2015 terá acirramento de lutas sociais no Brasil, afirma líder dos sem-teto

A disposição de cortar gastos por parte de quem tem a chave dos dois maiores cofres públicos do País – a presidente Dilma Rousseff (PT) e o governador de São Paulo, Geraldo Alckmin (PSDB) – será combustível para fazer de 2015 um ano de confrontos, avalia o líder do movimento do Movimento dos Trabalhadores Sem-Teto (MTST), organização que chegou a levar, em um único ato, 12 mil pessoas às ruas em São Paulo no ano passado.

“Acho que a tendência é você ter um acirramento das lutas sociais no País”, afirma Guilherme Boulos, coordenador do MTST, em entrevista ao iG.

A expectativa de Boulos é que haja uma convergência entre mobilizações trabalhistas e aquelas relacionadas a outros direitos, como habitação (no caso do MTST) e transporte (no caso do Movimento Passe Livre), que tiveram mais destaque em 2014 e 2013, respectivamente.

“Esse ano é difícil dizer o que vai prevalecer, mas vai haver uma confluência de lutas.”

iG – Num ano em que a expectativa é de dificuldade para a economia e em que se fala em ajuste, como devem se comportar os movimentos sociais?

Guilherme Boulos – A tendência é você ter um acirramento das lutas sociais no País. O ajuste anunciado pela presidente Dilma significa o corte de investimento social e ataque a direitos trabalhistas e previdenciários. Isso ficou claro em relação a seguro-desemprego e pensões [que tiveram endurecimento de regras de concessão]. Chega-se a falar em R$ 100 bilhões de cortes pela equipe econômica. Isso tem efeitos concretos, como bloquear investimentos sociais. [É] entender que o corte tem que ser pelos mais pobres. O que se tenta fazer é que os mais pobres paguem pela crise.

iG – Haverá um protagonismo maior dos movimentos com pautas específicas, como é o caso do MTST e do Movimento Passe Livre (MPL), ou uma maior participação do movimento sindical tradicional?

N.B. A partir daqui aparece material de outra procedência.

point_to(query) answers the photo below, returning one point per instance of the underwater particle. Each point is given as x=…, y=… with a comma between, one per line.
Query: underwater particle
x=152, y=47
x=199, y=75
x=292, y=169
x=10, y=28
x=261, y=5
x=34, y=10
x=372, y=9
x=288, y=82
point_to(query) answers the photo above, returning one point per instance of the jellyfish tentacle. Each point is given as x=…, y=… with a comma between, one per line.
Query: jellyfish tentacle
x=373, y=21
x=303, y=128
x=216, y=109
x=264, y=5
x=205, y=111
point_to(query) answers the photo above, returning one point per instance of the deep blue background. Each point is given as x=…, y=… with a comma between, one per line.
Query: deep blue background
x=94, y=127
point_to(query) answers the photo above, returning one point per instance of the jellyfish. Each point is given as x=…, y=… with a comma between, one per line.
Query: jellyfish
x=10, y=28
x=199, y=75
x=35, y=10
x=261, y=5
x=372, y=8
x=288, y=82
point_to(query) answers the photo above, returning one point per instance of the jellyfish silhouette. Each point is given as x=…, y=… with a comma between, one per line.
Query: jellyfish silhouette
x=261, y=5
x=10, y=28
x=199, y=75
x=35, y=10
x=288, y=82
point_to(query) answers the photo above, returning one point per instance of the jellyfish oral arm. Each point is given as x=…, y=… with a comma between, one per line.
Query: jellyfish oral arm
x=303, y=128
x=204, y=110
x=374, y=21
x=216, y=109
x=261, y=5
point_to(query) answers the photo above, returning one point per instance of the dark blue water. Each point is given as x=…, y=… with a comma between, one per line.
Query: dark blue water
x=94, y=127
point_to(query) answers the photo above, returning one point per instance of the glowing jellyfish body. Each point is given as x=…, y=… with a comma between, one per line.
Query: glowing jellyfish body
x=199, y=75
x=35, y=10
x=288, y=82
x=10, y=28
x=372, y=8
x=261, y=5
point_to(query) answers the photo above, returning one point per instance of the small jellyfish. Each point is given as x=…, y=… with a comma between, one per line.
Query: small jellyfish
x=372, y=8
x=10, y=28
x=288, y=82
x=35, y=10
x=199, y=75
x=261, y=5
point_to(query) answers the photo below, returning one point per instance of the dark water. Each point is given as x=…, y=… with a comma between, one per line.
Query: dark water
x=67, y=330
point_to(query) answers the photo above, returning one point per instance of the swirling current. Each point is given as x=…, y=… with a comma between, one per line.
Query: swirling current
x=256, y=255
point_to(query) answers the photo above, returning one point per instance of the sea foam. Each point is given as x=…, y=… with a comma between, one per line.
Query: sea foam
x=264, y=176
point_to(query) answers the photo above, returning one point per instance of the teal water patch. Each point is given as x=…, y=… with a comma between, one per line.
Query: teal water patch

Boulos – É um equívoco achar que as pautas de lutas trabalhistas não tiveram destaques nos últimos anos. O ano de 2012 foi o pico de greves no País desde a década de 1990. Pipocaram greves importantes nos setores de transporte, limpeza pública. No ano passado foram os bancários e várias categorias importantes. Isso tende a se intensificar com outras lutas. [Os movimentos com pautas específicas] tiveram mais visibilidade. Mas em 2013 e 2014 tivemos  [também] greves e lutas trabalhistas. [Em 2014] até pelo nível de mobilização, a luta por moradia teve destaque. Em 2013, pelo que ocorreu em junho, o tema da mobilidade teve um foco maior. Este ano é difícil dizer o que vai prevalecer, mas vai haver uma confluência de lutas que esperamos que também se fortaleça mais no âmbito sindical.

iG – Quais são os principais pontos da pauta do MTST para 2015?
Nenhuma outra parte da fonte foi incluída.